You are viewing a plain text version of this content. The canonical link for it is here.
Posted to user@flink.apache.org by Juan Rodríguez Hortalá <ju...@gmail.com> on 2016/11/09 05:35:02 UTC
An idea for a parallel AllWindowedStream
Hi,
As a self training exercise I've defined a class extending WindowedStream
for implementing a proof of concept for a parallel version of
AllWindowStream
/**
* Tries to create a parallel version of a AllWindowStream for a DataStream
* by creating a KeyedStream by using as key the hash of the elements module
* a parallelism level
*
* This only makes sense for window assigners that ensure the subwindows will be
* in sync, like time based window assigners, and it is more stable
with ingestion
* and event time because the window alignment is more reliable.
* This doesn't work for counting or sessions window assigners.
*
* Also note elements from different partitions might get out of order due
* to parallelism
* */
public static class ParAllWindowedStream<T,W extends Window> extends
WindowedStream<T, Integer, W> {
private final transient WindowAssigner<Object,W> windowAssigner;
public ParAllWindowedStream(DataStream<T> stream, final int parallelism,
WindowAssigner<Object,W> windowAssigner) {
super(stream.keyBy(new KeySelector<T, Integer>() {
@Override
public Integer getKey(T value) throws Exception {
return value.hashCode() % parallelism;
}
}),
windowAssigner);
this.windowAssigner = windowAssigner;
}
@Override
public SingleOutputStreamOperator<T> reduce(ReduceFunction<T> reduceFun) {
return super.reduce(reduceFun) // reduce each subwindow
.windowAll(windowAssigner) // synchronize
.reduce(reduceFun); // sequential aggregate of
}
// Cannot override because we need an additional reduce function of type R
// to recombine the result for each window
// @Override
public <R> SingleOutputStreamOperator<R>
applyPar(ReduceFunction<T> reduceFunction,
WindowFunction<T,
R, Integer, W> function,
ReduceFunction<R>
reduceWindowsFunction) {
return super.apply(reduceFunction, function)

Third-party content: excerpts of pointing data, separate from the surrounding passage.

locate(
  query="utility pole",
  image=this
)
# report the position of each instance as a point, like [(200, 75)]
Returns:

.windowAll(windowAssigner)
.reduce(reduceWindowsFunction);
}
}
Maybe someone might find this interesting. I have a toy example program in
https://github.com/juanrh/flink-state-eviction/blob/05676ca0eebf83e936b5cc04ecf85e8110ccacf4/src/main/java/com/github/juanrh/streaming/windowAllPoCs/WindowAllTimeKeyedPoC.java
for the curious.
Greetings,
Juan
Re: An idea for a parallel AllWindowedStream
Posted by Aljoscha Krettek <al...@apache.org>.
Hi,
yes, this works well in cases and I was also thinking about adding
something like this to Flink.
There can be problems if you use a trigger other than EventTimeTrigger that
possibly fires multiple times or if you specify an allowed lateness. In
those cases, you would overcount elements in the all-window.
Cheers,
Aljoscha
On Wed, 9 Nov 2016 at 06:35 Juan Rodríguez Hortalá <
juan.rodriguez.hortala@gmail.com> wrote:
> Hi,
>
> As a self training exercise I've defined a class extending WindowedStream
> for implementing a proof of concept for a parallel version of
> AllWindowStream
>
> /**
> * Tries to create a parallel version of a AllWindowStream for a DataStream
> * by creating a KeyedStream by using as key the hash of the elements module
> * a parallelism level
> *
> * This only makes sense for window assigners that ensure the subwindows will be
> * in sync, like time based window assigners, and it is more stable with ingestion
> * and event time because the window alignment is more reliable.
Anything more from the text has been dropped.